A obra Reino VI 2011, uma monotipia de piso de madeira em tecido e acrílico sobre madeira, cerca o espectador. É levado para uma casa e acolhido pela arte. Uma sensação que Helouise e Marta esclarecem no texto exposto na entrada da mostra: “Os lugares aqui apresentados não são dóceis, ágeis ou rapidamente decifráveis. Alinhados ao processo de criação do artista, exigem do observador tempo e disposição de olhar. Temas recorrentes na pintura e na história da arte, por exemplo, são tratados por meio de uma espécie de lente que altera elementos habitualmente presentes no mundo. A obra Ela Que Não Está, de 1994, evidencia esse modo particular de observação. Ao revisitar um afresco de Giotto, pintor italiano do início do Renascimento, Senise registra e destaca uma falha, marca da ausência de pigmento no corpo da obra, sublinhando o que lá não está.”

A arte de Daniel Senise tem a leitura de Geciane Porto, artista e professora titular da Faculdade de Economia, Administração e Contabilidade de Ribeirão Preto da USP, que aprecia e acompanha a trajetória do pintor.
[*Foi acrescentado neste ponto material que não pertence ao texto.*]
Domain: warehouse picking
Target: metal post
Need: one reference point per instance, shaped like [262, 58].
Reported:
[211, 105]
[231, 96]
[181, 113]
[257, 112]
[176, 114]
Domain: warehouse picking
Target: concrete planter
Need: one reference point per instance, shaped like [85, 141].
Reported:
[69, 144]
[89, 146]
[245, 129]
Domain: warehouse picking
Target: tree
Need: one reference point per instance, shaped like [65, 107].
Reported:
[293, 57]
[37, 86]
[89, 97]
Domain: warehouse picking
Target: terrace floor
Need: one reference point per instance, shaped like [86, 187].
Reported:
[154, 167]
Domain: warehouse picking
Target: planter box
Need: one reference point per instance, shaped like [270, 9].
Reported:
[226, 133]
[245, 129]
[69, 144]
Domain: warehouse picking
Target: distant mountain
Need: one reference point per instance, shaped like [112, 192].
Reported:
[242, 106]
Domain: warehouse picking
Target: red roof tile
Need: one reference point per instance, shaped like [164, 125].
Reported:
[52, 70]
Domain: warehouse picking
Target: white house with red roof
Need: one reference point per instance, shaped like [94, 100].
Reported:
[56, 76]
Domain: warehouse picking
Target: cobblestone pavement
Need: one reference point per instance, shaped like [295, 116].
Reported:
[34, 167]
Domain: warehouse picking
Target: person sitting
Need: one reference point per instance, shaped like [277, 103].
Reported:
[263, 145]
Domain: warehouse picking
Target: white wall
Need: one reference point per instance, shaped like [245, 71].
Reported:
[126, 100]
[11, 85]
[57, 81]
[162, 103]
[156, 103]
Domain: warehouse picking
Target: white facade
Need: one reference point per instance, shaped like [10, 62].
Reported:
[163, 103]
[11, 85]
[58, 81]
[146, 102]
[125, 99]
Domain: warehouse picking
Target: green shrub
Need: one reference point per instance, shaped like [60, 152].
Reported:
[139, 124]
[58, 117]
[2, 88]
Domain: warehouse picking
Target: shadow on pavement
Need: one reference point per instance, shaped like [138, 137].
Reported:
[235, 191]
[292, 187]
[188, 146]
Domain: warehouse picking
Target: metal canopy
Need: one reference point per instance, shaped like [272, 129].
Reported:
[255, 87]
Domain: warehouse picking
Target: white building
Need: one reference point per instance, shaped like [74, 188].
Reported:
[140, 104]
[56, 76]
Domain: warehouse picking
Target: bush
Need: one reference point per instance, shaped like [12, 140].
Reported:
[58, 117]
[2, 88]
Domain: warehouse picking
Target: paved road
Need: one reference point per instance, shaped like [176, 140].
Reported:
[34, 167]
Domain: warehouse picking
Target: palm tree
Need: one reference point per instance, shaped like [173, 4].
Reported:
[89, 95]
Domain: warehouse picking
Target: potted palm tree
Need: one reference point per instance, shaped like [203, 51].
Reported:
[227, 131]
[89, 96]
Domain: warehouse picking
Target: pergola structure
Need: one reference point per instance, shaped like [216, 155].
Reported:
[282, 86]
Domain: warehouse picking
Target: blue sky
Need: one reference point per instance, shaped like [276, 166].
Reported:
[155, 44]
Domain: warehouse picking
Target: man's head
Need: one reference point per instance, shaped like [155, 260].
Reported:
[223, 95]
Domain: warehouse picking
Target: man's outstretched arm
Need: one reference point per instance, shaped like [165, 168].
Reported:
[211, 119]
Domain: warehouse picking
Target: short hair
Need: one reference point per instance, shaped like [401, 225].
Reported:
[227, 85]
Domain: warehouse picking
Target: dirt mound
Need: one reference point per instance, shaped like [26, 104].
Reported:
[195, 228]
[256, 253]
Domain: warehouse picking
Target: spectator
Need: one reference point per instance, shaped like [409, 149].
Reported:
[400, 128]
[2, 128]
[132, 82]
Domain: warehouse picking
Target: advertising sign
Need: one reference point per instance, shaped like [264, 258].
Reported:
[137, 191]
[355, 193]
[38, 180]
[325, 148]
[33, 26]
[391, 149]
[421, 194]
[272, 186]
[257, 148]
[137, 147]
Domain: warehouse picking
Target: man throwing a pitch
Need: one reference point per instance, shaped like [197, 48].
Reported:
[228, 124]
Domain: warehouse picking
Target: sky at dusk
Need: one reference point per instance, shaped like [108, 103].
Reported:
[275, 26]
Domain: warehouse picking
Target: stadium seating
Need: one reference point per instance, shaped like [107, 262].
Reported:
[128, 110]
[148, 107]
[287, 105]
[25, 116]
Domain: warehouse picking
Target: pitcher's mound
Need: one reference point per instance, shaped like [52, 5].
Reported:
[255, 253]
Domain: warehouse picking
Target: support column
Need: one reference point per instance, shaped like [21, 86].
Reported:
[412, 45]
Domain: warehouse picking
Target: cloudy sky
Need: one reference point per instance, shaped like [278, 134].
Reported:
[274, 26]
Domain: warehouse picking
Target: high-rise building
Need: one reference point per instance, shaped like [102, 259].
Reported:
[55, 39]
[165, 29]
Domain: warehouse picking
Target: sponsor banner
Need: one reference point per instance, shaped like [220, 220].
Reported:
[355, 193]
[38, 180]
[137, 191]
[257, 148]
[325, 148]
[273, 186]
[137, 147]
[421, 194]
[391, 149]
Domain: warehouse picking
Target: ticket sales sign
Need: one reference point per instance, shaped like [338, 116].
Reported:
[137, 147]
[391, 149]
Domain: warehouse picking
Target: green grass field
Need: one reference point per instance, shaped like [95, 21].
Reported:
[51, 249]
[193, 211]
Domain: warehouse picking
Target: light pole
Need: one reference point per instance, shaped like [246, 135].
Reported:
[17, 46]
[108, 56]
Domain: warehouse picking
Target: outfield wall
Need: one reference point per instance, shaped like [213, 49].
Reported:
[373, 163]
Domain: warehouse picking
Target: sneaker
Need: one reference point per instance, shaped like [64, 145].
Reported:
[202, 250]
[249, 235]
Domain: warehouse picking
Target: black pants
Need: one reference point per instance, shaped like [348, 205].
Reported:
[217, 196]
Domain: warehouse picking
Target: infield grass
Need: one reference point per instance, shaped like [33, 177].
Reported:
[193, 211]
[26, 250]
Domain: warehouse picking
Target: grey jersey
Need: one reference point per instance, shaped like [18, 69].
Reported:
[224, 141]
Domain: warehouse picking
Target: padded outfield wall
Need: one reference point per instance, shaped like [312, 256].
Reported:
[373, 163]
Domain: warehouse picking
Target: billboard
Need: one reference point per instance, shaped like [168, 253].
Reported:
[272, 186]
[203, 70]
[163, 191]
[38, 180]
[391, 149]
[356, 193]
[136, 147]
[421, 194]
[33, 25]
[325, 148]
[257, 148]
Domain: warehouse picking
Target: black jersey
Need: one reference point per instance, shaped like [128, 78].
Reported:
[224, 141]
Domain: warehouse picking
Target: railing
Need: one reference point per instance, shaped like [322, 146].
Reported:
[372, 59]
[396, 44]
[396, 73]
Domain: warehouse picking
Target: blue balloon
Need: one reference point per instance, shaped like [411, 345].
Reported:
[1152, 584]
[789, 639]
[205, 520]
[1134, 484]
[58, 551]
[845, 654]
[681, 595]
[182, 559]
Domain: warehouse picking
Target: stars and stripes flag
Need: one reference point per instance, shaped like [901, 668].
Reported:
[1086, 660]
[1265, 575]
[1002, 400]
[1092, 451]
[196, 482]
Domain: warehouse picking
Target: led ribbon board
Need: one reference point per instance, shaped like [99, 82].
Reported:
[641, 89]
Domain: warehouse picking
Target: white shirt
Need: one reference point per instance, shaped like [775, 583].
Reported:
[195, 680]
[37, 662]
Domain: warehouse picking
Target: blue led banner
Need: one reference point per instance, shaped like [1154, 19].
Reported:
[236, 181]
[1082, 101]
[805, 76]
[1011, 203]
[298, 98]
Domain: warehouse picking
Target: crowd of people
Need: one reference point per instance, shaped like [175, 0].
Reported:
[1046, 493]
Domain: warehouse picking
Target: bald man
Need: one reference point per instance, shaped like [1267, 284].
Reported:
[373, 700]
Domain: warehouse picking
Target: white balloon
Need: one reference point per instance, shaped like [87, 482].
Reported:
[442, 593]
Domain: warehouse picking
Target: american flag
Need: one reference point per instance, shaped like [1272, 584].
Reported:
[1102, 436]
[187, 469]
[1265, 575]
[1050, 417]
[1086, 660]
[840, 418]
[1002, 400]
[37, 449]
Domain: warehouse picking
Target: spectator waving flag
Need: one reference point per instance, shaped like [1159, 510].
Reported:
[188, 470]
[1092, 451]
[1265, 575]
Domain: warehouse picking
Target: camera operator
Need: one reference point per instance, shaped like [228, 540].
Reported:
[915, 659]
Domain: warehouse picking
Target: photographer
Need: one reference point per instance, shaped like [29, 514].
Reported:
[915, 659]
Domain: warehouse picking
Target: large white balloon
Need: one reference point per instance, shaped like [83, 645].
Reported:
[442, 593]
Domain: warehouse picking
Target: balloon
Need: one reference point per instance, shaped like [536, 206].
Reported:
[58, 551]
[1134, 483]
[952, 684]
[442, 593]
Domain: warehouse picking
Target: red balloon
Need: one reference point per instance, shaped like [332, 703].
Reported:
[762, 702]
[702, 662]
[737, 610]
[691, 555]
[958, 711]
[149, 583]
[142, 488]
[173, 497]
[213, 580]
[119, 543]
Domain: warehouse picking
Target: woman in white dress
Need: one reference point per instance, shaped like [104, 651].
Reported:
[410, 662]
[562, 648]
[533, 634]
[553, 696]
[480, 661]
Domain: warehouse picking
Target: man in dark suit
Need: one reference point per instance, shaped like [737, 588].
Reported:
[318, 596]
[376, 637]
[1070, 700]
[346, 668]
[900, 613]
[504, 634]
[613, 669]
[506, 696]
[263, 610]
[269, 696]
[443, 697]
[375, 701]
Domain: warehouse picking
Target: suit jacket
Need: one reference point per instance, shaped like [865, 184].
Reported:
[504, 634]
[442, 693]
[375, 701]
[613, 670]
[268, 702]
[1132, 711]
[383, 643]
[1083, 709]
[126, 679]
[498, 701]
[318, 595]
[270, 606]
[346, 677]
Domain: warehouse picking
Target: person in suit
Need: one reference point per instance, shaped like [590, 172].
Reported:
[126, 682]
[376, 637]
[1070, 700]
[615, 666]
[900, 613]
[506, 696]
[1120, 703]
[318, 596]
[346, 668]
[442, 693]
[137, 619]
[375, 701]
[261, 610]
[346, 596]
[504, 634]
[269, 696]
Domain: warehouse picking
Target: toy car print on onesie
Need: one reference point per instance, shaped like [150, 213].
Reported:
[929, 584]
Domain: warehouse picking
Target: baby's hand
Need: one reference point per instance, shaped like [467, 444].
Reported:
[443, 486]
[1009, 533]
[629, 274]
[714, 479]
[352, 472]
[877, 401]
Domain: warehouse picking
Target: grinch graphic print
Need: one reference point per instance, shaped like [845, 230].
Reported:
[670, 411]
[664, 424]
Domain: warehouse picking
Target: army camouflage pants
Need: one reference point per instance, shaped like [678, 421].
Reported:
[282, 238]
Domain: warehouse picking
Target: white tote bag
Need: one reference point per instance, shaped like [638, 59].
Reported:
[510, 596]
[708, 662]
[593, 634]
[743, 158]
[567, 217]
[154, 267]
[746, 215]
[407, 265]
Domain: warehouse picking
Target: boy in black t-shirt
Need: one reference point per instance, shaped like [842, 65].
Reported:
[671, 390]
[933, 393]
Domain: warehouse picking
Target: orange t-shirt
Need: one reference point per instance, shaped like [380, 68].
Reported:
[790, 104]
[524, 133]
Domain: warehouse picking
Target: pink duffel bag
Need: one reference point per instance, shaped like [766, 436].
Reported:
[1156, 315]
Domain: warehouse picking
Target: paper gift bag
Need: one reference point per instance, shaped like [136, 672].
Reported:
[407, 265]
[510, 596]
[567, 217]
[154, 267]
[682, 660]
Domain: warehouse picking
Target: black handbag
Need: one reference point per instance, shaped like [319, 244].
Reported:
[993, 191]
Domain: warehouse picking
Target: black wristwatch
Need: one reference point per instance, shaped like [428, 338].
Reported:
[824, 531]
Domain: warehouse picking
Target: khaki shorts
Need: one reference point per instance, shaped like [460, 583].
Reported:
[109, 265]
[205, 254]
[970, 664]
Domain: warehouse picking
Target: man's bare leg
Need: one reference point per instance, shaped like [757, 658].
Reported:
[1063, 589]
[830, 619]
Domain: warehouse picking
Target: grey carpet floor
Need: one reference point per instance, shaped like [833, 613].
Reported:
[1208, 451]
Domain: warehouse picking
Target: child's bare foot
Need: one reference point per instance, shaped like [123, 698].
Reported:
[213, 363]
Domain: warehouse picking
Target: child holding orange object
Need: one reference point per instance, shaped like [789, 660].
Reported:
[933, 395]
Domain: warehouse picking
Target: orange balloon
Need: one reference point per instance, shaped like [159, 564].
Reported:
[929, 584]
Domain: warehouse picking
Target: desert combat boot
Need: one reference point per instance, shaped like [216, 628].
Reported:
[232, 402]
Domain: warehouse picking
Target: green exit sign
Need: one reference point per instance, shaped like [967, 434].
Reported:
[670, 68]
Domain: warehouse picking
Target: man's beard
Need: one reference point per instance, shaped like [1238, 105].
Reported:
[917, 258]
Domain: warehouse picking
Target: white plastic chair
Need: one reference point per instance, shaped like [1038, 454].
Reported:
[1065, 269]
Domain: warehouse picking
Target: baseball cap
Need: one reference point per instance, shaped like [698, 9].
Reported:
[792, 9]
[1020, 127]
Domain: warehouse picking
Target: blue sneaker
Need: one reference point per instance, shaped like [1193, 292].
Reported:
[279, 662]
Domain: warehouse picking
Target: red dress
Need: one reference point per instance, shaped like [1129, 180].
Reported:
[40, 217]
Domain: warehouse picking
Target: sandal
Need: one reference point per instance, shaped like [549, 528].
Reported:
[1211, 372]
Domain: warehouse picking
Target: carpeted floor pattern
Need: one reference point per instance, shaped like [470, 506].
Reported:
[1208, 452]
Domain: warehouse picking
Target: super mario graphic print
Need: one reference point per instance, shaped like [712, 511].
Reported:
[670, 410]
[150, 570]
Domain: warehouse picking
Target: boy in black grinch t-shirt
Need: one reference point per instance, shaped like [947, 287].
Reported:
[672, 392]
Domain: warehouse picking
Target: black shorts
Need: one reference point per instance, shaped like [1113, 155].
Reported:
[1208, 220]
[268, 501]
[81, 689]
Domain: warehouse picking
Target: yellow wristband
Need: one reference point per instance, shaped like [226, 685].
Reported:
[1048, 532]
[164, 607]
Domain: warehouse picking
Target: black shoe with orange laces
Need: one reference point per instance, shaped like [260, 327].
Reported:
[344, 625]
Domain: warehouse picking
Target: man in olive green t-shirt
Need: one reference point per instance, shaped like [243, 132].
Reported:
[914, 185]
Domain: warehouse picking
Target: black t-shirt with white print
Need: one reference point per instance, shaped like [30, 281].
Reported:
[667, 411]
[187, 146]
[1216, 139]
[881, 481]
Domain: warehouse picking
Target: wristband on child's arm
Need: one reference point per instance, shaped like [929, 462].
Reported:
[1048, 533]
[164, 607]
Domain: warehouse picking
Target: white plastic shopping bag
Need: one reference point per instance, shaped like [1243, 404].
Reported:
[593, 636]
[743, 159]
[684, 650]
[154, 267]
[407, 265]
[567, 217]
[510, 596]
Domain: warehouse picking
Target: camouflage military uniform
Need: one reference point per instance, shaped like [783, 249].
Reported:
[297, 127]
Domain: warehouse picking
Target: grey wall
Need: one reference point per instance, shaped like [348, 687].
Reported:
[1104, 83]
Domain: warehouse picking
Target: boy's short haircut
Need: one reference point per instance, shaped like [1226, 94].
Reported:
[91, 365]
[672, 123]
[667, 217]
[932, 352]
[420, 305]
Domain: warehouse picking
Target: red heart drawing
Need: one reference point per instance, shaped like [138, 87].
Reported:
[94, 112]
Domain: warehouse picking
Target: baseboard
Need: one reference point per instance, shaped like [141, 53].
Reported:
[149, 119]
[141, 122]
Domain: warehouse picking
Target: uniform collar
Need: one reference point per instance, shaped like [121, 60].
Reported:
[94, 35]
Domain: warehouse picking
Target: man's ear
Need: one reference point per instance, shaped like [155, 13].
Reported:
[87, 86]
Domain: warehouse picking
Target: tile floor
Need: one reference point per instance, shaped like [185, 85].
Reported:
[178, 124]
Ficou surpresa com o espaço da mostra privilegiada pela luz e pelo diálogo que estabelece com outros espaços do MAC: “Os trabalhos de Senise nos transportam para outros lugares, com suas obras de grandes dimensões, com nuances muito sutis de sua paleta de cores, que passam pelo branco, sépia, marrom… Associado ao processo de monotipias das paredes e pisos, o artista constrói um universo muito particular. Se passarmos desatentos, perdemos a imensidão de detalhes dos lugares criados”. 

Geciane Porto, artista e professora, visita a exposição - Foto: MAC/Divulgação

 Reino VI (díptico), 2011, meio acrílico e resíduos sobre tecido – Foto: MAC/Divulgação

“A obra O Sol Me Ensinou Que a História Não É Tão Importante, de 2010, é arrebatadora em todos os sentidos, pela sua dimensão, que torna o visitante pequenos componentes da própria obra, como a natureza do material que utilizou, ou seja, papel reciclado de publicações de instituições de arte. Visitar a exposição de Senise é um mergulho reflexivo em um ambiente que nos aponta que a pressa, a urgência do cotidiano, nos faz perder a sutileza da existência”, conclui Geciane.

A exposição Biógrafo: Daniel Senise fica em cartaz até 10 de março de 2024, de terça-feira a domingo, das 10 às 21 horas, no Museu de Arte Contemporânea (MAC) da USP (Avenida Pedro Álvares Cabral, 1.301, Ibirapuera, São Paulo). Entrada grátis.